Rumpled Quilt Skins has a clever way of organizing a series of classes they offer on a continual basis. Their beginner quilting class is called "Grade 1". And just like grade school and high school, there are subsequent classes that teach more difficult skills and techniques. An interesting side note: I've had to adjust to this terminology since moving to Canada. In the States, we would more likely say something like: when I was in the "second grade" - but Canadians say: when I was in "grade 2". They even refer to the students that way.
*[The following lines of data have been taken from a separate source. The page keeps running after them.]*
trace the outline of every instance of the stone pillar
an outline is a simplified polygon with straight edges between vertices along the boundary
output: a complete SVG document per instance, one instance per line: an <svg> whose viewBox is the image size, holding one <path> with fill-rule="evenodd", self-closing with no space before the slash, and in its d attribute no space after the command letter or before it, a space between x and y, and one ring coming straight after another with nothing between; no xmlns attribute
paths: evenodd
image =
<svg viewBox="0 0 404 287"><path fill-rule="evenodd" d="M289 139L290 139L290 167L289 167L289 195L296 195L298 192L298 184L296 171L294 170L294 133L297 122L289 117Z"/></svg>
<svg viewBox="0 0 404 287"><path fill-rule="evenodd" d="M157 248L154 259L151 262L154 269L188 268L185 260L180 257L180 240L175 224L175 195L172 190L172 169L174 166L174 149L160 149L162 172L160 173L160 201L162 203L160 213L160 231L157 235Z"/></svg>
Americans = "the second graders are going on a field trip". Canadians = "the Grade Twos are going on a field trip". And as far as I can tell they don't use the same high school terminology either. "What year are you, Jesse? I'm a Grade 12." You won't hear someone say they're a freshman, sophomore, junior, or senior. You WILL commonly hear a high school kid talk about being a "midget" (which strikes me as chuckle-some), but that's in hockey, which is a vast and mysterious world that I have yet to figure out.

This will be the new wall quilt for Rumpled Quilt Skins' Grade Two class, which teaches students how to make the traditional Log Cabin quilt block. Linda (shop owner) and Lorna (quilt top sewist and Grade 2 class teacher) had originally proposed feather wreaths in the blocks, but after careful consideration, we were afraid that the high-contrast batik fabrics would not really allow for the quilting to show up that well. So I just went with free-form feathers all over the body of the quilt. Ribbon candy in the thinner inner border. And piano keys in the outer border.

All quilting is non-computerized, hand-guided on an APQS longarm quilting machine.

This was a fly-by-night quilt. Lorna brought it to me on Friday, Dec 18, and I returned it to the shop on Thursday, Dec 24. They wanted it to be bound in time for the shop's Open House and class registration on Saturday, Jan 2. So I got busy, busy, busy, and made this project happen! If you're in the area, stop by 64 N Railway St., in Okotoks, to visit this lovely quilt in person!